We were munching our burgers in Johnny Rockets this evening when the dancing waiters and waitresses started having a good time to the Four Tops' I Can't Help Myself (Sugar Pie, Honey Bunch.) It turns out that neither Fifi nor Fafa is familar with the song, although they were obviously grooving along listening to it. Who wouldn't have been?

It occurred to me, and I had a good time explaining to them, that my childhood growing up with this kind of music was extraordinarily privileged compared to their own sadly deprived versions. Can there possibly have been a better time musically for a child to grow up in than the 60's? I don't think so.

Friday, October 3, 2014

The Road Ahead

We'll be making our way up the north-south highway later this evening as we're intending to celebrate Hari Raya Haji in KL this year having been granted a long weekend to do so. At this point in time a journey across the road to buy supplies would seem a journey too far, so I'm hoping to find the energy for tonight's jaunt from somewhere before take-off. It's either that or convince the Missus to chauffeur me all the way.

Postscript: arrived at Maison KL at 3.00 in the morning having deliberately set off late. We were told of huge jams at Tuas and Seremban in the evening so we went off to have dinner first and then toddled up late when the roads had cleared. Mind you, there was still an amazing amount of traffic about even in the early hours. Does nobody sleep in South-East Asia?

Thursday, October 2, 2014

A Bit Anti-social

I was exploring the wonders of youtube earlier today with a focus on all the excellent talks and discussions of real value available and wondering how I could ever find time to listen to it all. And, of course, there isn't time because the material is virtually endless. So the sensible question becomes how to find time to properly listen to a little of what is of most value, and even that's difficult to answer. But once you realise there's nothing really lost here, just great possibilities of opening yourself up to ideas that otherwise you'd have had no chance of being exposed to, then it's all good.

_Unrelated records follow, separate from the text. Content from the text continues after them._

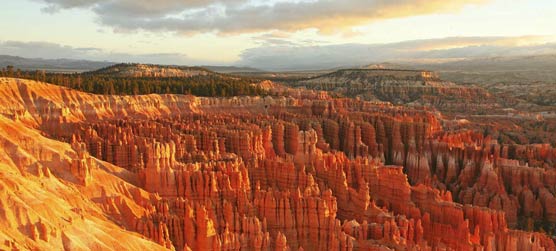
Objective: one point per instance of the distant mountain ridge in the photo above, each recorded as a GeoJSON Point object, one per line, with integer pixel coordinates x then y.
{"type": "Point", "coordinates": [152, 70]}
{"type": "Point", "coordinates": [54, 65]}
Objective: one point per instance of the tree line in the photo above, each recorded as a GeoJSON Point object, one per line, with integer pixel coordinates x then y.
{"type": "Point", "coordinates": [210, 85]}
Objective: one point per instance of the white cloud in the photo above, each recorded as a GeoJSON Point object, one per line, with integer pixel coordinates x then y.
{"type": "Point", "coordinates": [56, 51]}
{"type": "Point", "coordinates": [244, 16]}
{"type": "Point", "coordinates": [428, 50]}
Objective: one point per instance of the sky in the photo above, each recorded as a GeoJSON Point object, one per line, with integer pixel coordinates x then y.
{"type": "Point", "coordinates": [276, 34]}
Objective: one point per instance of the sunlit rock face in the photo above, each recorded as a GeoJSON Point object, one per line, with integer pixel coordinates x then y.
{"type": "Point", "coordinates": [308, 172]}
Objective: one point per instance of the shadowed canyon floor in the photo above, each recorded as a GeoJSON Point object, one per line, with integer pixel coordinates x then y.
{"type": "Point", "coordinates": [307, 172]}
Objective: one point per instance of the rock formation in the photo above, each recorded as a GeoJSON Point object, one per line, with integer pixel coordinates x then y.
{"type": "Point", "coordinates": [175, 172]}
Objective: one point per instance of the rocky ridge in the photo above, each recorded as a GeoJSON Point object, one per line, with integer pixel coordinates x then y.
{"type": "Point", "coordinates": [306, 172]}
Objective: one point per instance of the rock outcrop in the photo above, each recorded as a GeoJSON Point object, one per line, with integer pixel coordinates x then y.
{"type": "Point", "coordinates": [175, 172]}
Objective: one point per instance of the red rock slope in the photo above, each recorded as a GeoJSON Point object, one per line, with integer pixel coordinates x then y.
{"type": "Point", "coordinates": [251, 173]}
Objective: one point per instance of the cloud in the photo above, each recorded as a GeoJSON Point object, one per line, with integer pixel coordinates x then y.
{"type": "Point", "coordinates": [47, 50]}
{"type": "Point", "coordinates": [249, 16]}
{"type": "Point", "coordinates": [428, 50]}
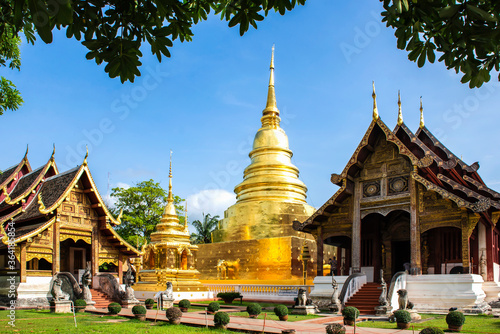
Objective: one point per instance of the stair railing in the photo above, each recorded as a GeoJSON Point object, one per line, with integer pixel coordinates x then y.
{"type": "Point", "coordinates": [352, 284]}
{"type": "Point", "coordinates": [398, 282]}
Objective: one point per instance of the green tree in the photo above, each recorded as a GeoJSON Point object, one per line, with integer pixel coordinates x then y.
{"type": "Point", "coordinates": [204, 229]}
{"type": "Point", "coordinates": [142, 207]}
{"type": "Point", "coordinates": [465, 32]}
{"type": "Point", "coordinates": [114, 31]}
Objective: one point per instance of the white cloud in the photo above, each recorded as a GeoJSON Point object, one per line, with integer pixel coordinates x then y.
{"type": "Point", "coordinates": [213, 201]}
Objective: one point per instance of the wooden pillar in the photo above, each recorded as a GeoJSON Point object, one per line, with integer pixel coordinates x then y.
{"type": "Point", "coordinates": [415, 260]}
{"type": "Point", "coordinates": [56, 251]}
{"type": "Point", "coordinates": [319, 249]}
{"type": "Point", "coordinates": [120, 268]}
{"type": "Point", "coordinates": [356, 229]}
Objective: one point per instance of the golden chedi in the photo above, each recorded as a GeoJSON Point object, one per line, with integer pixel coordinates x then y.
{"type": "Point", "coordinates": [170, 257]}
{"type": "Point", "coordinates": [255, 240]}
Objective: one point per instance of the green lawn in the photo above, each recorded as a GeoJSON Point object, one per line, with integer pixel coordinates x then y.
{"type": "Point", "coordinates": [33, 321]}
{"type": "Point", "coordinates": [473, 323]}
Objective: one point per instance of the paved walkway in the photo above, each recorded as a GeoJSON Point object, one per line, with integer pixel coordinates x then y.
{"type": "Point", "coordinates": [311, 326]}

Except for what's bad. Incredibly under even the best material there often, indeed usually, appear comments of extraordinary stupidity to the point that scrolling down on almost any page turns out to be a mildly depressing experience - unless the comments have been disabled, when it's possible to breathe a sigh of relief. Somehow I can't get away from the nagging thought that this is the great window into what people are really like: small-minded, nasty, ill-informed. More than a bit creepy.

But, I console myself with the notion that what this mindless commentary represents is a false picture of our species: a self-selecting sample of brainlessness with way too much time on its hands. I'm told that this is what constitutes a large part of the brave new world of social media. Thank goodness I've opted to be anti-social.

Wednesday, October 1, 2014

Crossing A Line

Bought tickets the other day for the up-coming SSO concert in which they're having a go at Strauss's Metamorphosen. Got a juicy 30% discount on my ticket. Unfortunately it was the senior citizen discount. Doh!